Software

Mobile Industry Leaders Push for Universal Linux Platform

Motorola, NEC, NTT DoCoMo, Panasonic Mobile Communications, Samsung Electronics, and Vodafone announced on Thursday plans to establish the world’s first global, open, Linux-based software platform for mobile devices.

The companies are developing a Linux-based platform that it hopes will lower development costs, increase flexibility and lead to a richer mobile ecosystem. These benefits would contribute to the group’s ultimate objective of creating compelling, differentiated and enhanced consumer experiences.

“Motorola is a firm believer in the power of open platforms and the promise of Linux for mobile,” said Greg Besio, Motorola corporate vice president of mobile devices software. Besio believes a universal mobile Linux platform will “unleash the tremendous innovation opportunities for developers, device makers, operators and consumers alike.”

When Opportunity Knocks

The companies are forming an independent foundation to help guide these efforts. The objective is to advance the development of the platform based on the contributions of industry stakeholders through an open and transparent process. The motive is differentiation in a growing market.

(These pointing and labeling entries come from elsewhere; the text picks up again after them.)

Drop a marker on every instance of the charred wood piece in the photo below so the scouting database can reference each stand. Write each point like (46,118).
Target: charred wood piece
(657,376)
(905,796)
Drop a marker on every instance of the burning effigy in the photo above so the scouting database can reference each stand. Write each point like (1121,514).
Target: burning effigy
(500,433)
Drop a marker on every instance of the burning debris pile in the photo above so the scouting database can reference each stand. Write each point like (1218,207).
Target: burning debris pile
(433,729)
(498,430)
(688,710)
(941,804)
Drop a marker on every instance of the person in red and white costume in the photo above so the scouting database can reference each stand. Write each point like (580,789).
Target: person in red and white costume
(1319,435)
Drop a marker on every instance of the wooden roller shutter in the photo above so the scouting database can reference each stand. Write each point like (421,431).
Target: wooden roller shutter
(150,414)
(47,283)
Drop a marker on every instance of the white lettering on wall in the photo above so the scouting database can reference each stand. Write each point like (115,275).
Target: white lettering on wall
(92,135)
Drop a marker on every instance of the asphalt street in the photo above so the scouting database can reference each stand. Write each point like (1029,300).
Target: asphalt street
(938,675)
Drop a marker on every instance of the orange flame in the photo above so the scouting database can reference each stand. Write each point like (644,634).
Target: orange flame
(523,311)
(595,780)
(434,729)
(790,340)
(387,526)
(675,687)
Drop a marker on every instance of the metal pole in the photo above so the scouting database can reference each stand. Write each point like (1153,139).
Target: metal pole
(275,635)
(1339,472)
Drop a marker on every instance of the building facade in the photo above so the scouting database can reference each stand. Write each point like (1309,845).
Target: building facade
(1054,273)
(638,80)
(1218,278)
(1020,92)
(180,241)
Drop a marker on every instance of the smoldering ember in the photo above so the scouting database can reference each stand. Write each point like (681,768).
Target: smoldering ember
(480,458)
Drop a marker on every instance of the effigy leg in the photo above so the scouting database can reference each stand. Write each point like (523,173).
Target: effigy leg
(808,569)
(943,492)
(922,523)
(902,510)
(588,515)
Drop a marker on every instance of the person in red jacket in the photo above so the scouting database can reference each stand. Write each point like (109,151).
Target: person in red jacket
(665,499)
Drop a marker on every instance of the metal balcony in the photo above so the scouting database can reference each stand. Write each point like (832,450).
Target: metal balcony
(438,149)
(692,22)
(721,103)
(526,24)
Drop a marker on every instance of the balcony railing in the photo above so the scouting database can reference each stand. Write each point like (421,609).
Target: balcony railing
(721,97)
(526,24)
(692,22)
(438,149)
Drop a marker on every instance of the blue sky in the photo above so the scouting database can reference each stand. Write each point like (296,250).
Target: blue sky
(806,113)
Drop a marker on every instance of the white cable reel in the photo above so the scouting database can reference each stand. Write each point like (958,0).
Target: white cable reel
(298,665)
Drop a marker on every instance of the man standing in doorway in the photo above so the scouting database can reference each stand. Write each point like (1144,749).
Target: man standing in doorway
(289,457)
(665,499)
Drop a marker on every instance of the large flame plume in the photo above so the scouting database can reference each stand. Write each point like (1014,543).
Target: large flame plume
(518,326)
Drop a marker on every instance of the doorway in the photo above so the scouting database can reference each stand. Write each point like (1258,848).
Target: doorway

Research firm Ovum reports that more than 2.8 billion phones are expected to be in use by 2009. As the mobile market continues to explode, handset manufacturers are increasingly turning to Linux as a strategic platform to deliver more capable mobile devices, increase flexibility, speed time to market and lower costs.

The Mobile Linux Bandwagon

Of course, this is not the first mobile Linux industry effort. The OSDL launched a mobile Linux initiative last year to respond to the demand for Linux-based mobile platform requirements. The Linux Phone Standardization Forum, among others, is also pushing toward the same goal.

“In some respects, this is same old, same old. There are existing groups and standards bodies,” Avi Greengart, principal analyst of mobile devices for Current Analysis, told LinuxInsider. “This is a significant announcement, though, because these are the guys that could make it happen. They already have products on the market and the resources to overcome the challenges.”

The API Specification

The foundation will focus primarily on the joint development and marketing of an API specification, architecture, supporting source code-based reference implementation components and tools in order to leverage the benefits of community-based and proprietary development. The foundation also plans to provide a test suite to assess and demonstrate product conformance to the platform specification.

“DoCoMo believes continuously improving performance and reducing handset costs are vital goals for operators,” said Kiyohito Nagata, vice president and managing director of NTT DoCoMo’s products department. “DoCoMo strongly supports this foundation’s activities of specifying APIs and enabling powerful tools for application and middleware developers. This will ensure the creation of an ecosystem to achieve our goals.”

Escaping the Vacuum

The foundation will not work in a vacuum. Rather, it will focus on implementing a fair, balanced, transparent contribution and participation process across the current and future membership, establishing safeguards to minimize fragmentation, and collaborating on a mobile Linux developer ecosystem, the group said.

The foundation will also coordinate with existing industry organizations, and seek participation from all interested companies across the value chain, including device manufacturers, operators, chipset manufacturers, independent software vendors, integrators and third-party developers.

“We intend to leverage our experience to accelerate the realization of a truly global Linux-based software platform and ecosystem, which will lead to faster time to market and increased flexibility, to deliver appealing products fit for a ubiquitous network society,” said Osamu Waki, managing director of Panasonic’s mobile communications divison.